GSoC Chronicles — Mightier than SSD

Pulkit Mishra
9 min readAug 25, 2020


This week the work mainly focussed on training and deploying the object detection model for images and videos. This blog aims to document how exactly this has been implemented and all the things that I learned during this phase. Firstly, we have a gentle introduction to the metrics associated with evaluating object detection methods. After that, I have experimented with a different method to document my learnings in this stage and have listed them in the form of comparative studies. This is followed by explaining why YOLOv3 has been picked for implementing in Poor Man’s Rekognition and how it has been deployed.

YOLO Harold!


Before we get into comparing One-Stage Detectors with Two-Stage Detectors and comparing YOLO, YOLOv2, YOLOv3 let’s first define the metric of comparison that we are going to use: mAP

In order to do that, we need to first talk about Intersection over Union (IoU) first. It is defined as the ratio of the area of Intersection to the area of Union of two boxes, one of which represents the ground truth and the other represents the predictions made by the model as shown in the left.

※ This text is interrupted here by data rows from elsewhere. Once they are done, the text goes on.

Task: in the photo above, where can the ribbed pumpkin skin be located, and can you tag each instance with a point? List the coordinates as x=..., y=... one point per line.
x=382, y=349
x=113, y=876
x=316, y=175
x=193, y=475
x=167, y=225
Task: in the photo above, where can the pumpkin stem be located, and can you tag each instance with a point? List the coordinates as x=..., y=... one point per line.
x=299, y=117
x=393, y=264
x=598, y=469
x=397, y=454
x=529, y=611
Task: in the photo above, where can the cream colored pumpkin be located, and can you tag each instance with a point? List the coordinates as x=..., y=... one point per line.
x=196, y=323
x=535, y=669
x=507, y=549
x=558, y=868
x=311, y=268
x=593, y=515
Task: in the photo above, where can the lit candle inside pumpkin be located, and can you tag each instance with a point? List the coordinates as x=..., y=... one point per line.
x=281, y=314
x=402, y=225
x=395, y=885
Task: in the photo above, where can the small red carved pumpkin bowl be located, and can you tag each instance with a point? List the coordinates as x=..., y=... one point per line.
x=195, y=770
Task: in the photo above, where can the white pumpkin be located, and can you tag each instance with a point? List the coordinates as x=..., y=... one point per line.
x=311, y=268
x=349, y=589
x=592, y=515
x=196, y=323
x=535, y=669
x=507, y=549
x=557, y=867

It is worth highlighting that IOU will always be ≥0 and ≤1.

Next, we need to talk about Precision and Recall. Let’s say that we have 20 images and we have 120 cats in these 20 images and the model is able to detect 100 cats in total. Out of these 100 cats, 70 are detected correctly and the rest 30 are incorrect predictions. The correctness or incorrectness of predictions is determining by setting a threshold to the IoU value for that prediction.

Ratio of True Positives to Total Predicted Positive
Ratio of True Positives to Total Positive Ground Truths

Correct Car Predictions = 70

Total Car Predictions = 100

Total Cars = 120

Precision= 7/10 & Recall= 7/12

AP is Average Precision and it is defined as the area under the Precision-Recall curve thus combining both Precision and Recall. The mean of all the AP for all the classes is called the mean Average Precision (mAP).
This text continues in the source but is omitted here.